Most importantly, this data can now be introspected for things like automatic documentation.

Customizing per-action

Let’s say a person’s name can be created, but never changed:

class PeopleController < ApplicationController
  strong_resource :person do
    on :update do
      remove_attribute :name
    end
  end
end

You can do the same for relationships. Let’s say the person’s Account can be created, but not updated from this endpoint:

class PeopleController < ApplicationController
  strong_resource :person do
    belongs_to :account

    on :update do
      remove_relationship :account
    end
  end
end

Limit attribute set

You can use only and except to limit the accepted payloads:

class PeopleController < ApplicationController
  strong_resource :person do
    has_many :pets, only: [:type]
  end
end

No error will be raised when excess parameters are supplied; they are silently dropped.

Delete/Destroy

We follow the pattern where the disassociate parameter is for disassociation, the destroy parameter is for deleting the associated resource as well as disassociating.
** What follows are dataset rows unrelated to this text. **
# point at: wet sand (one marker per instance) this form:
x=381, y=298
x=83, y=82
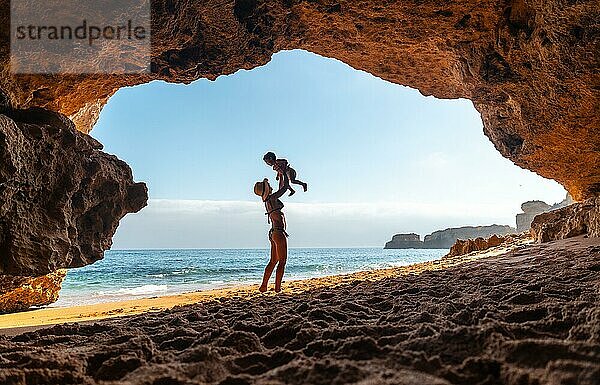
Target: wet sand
x=529, y=316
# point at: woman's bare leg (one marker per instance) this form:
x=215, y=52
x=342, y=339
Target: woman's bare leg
x=281, y=249
x=269, y=268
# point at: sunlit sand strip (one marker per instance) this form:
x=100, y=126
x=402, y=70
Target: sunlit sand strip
x=51, y=316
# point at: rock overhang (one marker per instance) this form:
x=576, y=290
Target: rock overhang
x=531, y=68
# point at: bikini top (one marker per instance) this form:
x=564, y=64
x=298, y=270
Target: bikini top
x=272, y=207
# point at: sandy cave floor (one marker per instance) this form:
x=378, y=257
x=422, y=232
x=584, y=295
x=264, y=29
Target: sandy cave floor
x=530, y=316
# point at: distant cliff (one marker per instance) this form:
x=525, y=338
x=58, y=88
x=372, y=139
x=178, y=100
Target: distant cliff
x=444, y=239
x=533, y=208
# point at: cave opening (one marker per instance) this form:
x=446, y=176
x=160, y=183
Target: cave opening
x=359, y=141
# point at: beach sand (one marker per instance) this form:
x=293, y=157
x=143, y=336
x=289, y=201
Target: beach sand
x=11, y=324
x=528, y=316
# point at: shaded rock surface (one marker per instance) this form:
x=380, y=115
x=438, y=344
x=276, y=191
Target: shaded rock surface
x=530, y=67
x=20, y=293
x=444, y=239
x=462, y=247
x=531, y=316
x=61, y=197
x=577, y=219
x=405, y=241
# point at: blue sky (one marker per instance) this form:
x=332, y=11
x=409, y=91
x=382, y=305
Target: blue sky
x=364, y=145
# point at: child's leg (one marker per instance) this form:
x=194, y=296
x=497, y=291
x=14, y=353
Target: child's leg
x=292, y=176
x=281, y=249
x=292, y=191
x=269, y=268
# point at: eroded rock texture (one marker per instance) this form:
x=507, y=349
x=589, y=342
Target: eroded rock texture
x=528, y=317
x=531, y=67
x=61, y=198
x=20, y=293
x=577, y=219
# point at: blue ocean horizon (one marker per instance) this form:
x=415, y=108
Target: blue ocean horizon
x=132, y=274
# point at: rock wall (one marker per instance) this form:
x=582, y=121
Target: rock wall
x=444, y=239
x=20, y=293
x=61, y=197
x=530, y=67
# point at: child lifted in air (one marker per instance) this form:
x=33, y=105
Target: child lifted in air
x=281, y=166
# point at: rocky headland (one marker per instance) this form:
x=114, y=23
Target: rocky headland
x=529, y=316
x=528, y=66
x=444, y=239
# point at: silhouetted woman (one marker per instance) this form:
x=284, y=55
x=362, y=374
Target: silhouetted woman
x=277, y=234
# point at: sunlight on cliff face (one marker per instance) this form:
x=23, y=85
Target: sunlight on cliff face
x=357, y=140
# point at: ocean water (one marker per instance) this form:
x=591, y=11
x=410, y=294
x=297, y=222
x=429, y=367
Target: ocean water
x=129, y=274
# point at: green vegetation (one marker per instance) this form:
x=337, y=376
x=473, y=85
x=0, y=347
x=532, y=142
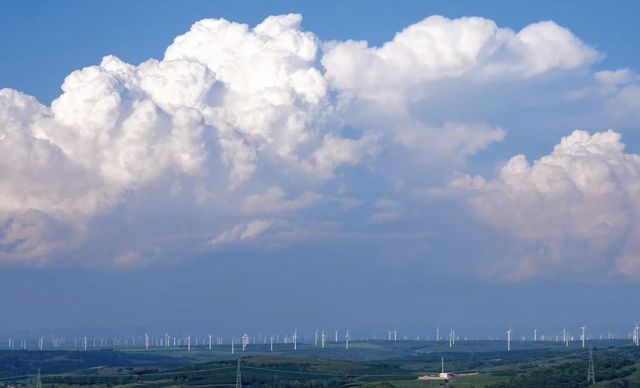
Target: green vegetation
x=368, y=364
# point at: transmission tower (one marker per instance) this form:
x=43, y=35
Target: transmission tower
x=238, y=377
x=591, y=375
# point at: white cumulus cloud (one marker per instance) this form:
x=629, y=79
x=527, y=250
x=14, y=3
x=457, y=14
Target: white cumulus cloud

Use disassociate and destroy:

class PeopleController < ApplicationController
  strong_resource :person do
    has_many :pets, delete: true, destroy: false
  end
end

These will only be available on the update action. To customize, define your own update_action?:

def update_action?
  %w(promote update).include?(action_name)
end

Relationships

Relationships can be nested to any level:

class PeopleController < ApplicationController
  strong_resource :person do
    has_many :pets do
      belongs_to :animal_family
    end
  end
end

If a relationship name does not match the strong resource name, use resource:

class PeopleController < ApplicationController
  strong_resource :person do
    has_many :pets, resource: :animal
  end
end

Conditional Attributes

Let’s say only admins can change a person’s age:

# config/initializers/strong_resources.rb
strong_resource :person do
  attribute :age, :integer, if: ->(controller) { controller.current_user.admin? }
end

Default Types

id
string
integer
boolean
number

If you have datetime, we currently suggest passing string. According to the swagger specification datetimes are actually a specially-formatted string. Would love to see a PR supporting those specially-formatted strings for an extra level of specificity.

Custom Types

Define a custom type by giving its internal name, stronger_parameters type, and swagger type:

# config/initializers/strong_resources.rb
Parameters = ActionController::Parameters
strong_param :pet_type, swagger: :string, type: Parameters.enum('Dog', 'Cat')

strong_resource :pet do
  attribute :type, :pet_type
end

This will adhere to ActionController::Parameters.action_on_invalid_parameters defined by stronger_parameters.